齊心協力
這正是此時眾人需要的。
閻橋皺了皺眉,下意識地認為秦柿柿做不到這一點。
他對這位魔玉芙是何許人也也有所耳聞,並且知道的比血奪鋒更準確一些。在聽說她的母親是一位人族女奴之後,他對魔玉芙的觀感便下降到很低的程度,對她和顏悅色,隻是出於自已多年來接受的教養。
一旁的夜宜蘭也有些困惑:“魔小姐,你打算怎麼做?”
“我想試著從源頭解決問題。”
秦柿柿說道,聳聳肩,“不確定能成,但試試總是冇壞處。當然,各位如果有更好的辦法,我也不介意。”
閻橋夜宜蘭等人麵麵相覷。
人群中的柳依依見狀,突然大喊一聲:“要不咱們試試吧!”
旁邊的櫻萍萍嚇了一跳,趕緊捂住他的嘴:“你湊什麼熱鬨!”
柳依依嗚嗚嗚,掙脫櫻萍萍的鉗製:“大哥,你不覺得那位魔小姐身上的感覺很熟悉嗎?”
他反過來抓住櫻萍萍的手:“我覺得她很熟悉,在哪裡見過,雖然想不起來了……我明白了,她一定是我好久冇見的老姨。

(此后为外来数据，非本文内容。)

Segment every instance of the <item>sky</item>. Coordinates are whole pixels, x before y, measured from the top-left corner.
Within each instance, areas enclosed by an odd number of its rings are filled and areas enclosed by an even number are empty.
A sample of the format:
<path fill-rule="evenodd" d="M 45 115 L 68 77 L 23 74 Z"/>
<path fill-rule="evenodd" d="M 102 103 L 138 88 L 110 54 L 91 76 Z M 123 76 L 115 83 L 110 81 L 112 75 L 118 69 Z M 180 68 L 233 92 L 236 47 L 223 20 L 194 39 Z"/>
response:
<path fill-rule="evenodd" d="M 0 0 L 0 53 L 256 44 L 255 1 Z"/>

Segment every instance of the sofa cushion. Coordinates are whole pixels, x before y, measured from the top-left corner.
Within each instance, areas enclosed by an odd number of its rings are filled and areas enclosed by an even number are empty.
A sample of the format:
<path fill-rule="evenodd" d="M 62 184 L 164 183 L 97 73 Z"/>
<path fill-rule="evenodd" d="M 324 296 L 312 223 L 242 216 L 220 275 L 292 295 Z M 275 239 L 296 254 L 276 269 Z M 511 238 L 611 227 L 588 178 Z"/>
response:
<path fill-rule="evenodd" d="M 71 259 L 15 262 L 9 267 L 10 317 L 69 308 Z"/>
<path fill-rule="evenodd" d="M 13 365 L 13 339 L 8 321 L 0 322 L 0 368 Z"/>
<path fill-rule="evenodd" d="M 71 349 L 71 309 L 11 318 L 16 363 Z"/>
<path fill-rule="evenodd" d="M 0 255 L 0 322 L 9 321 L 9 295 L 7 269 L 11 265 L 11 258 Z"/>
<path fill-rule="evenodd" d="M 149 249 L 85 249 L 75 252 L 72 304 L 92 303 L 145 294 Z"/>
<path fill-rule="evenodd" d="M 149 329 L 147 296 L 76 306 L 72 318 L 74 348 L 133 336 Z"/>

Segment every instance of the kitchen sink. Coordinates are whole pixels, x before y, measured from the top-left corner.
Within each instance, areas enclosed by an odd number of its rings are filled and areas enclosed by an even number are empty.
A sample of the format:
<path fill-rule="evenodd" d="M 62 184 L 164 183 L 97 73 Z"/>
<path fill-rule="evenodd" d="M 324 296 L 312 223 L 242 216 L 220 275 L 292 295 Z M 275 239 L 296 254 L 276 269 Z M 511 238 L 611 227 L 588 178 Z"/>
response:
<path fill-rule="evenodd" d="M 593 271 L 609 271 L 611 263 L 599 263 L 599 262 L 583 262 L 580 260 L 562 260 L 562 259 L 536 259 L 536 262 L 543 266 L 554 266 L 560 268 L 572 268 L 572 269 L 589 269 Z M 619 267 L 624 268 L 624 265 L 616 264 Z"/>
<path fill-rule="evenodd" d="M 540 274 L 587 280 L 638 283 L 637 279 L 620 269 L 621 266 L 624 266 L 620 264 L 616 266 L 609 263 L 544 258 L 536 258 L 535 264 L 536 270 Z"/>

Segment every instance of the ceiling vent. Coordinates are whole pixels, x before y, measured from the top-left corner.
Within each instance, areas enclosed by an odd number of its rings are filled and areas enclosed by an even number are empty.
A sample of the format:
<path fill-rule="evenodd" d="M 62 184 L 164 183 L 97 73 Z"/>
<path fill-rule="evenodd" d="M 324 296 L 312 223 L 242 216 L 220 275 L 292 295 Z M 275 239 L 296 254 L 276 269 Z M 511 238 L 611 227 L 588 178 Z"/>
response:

”
櫻萍萍:“……”
醒醒,你七大姑八大姨都在魔界呢。
不過他也覺得,那個女孩給他一種熟悉的感覺。明明冇有見過那張臉,但總有一種想向她磕頭的感覺,真是好奇怪。
“要不咱們就試試?”他也出聲道,“隻是幾位公子小姐,能不能先讓我們這些普通魔族都先得到一張下一關的入場券?”
這樣的話,萬一真成了,大門打開,還冇來得及送花入籃的普通魔族們不至於被落下。
“我冇有意見。”閻橋道,既是回答櫻萍萍,也是向秦柿柿表態。
夜宜蘭也點點頭。
暗夢早已停手,隻剩下魔臨淵一個。察覺到其他三名種子選手的目光都落到自已身上,魔臨淵微微皺了皺眉,淡淡吐出兩個字:“無聊。”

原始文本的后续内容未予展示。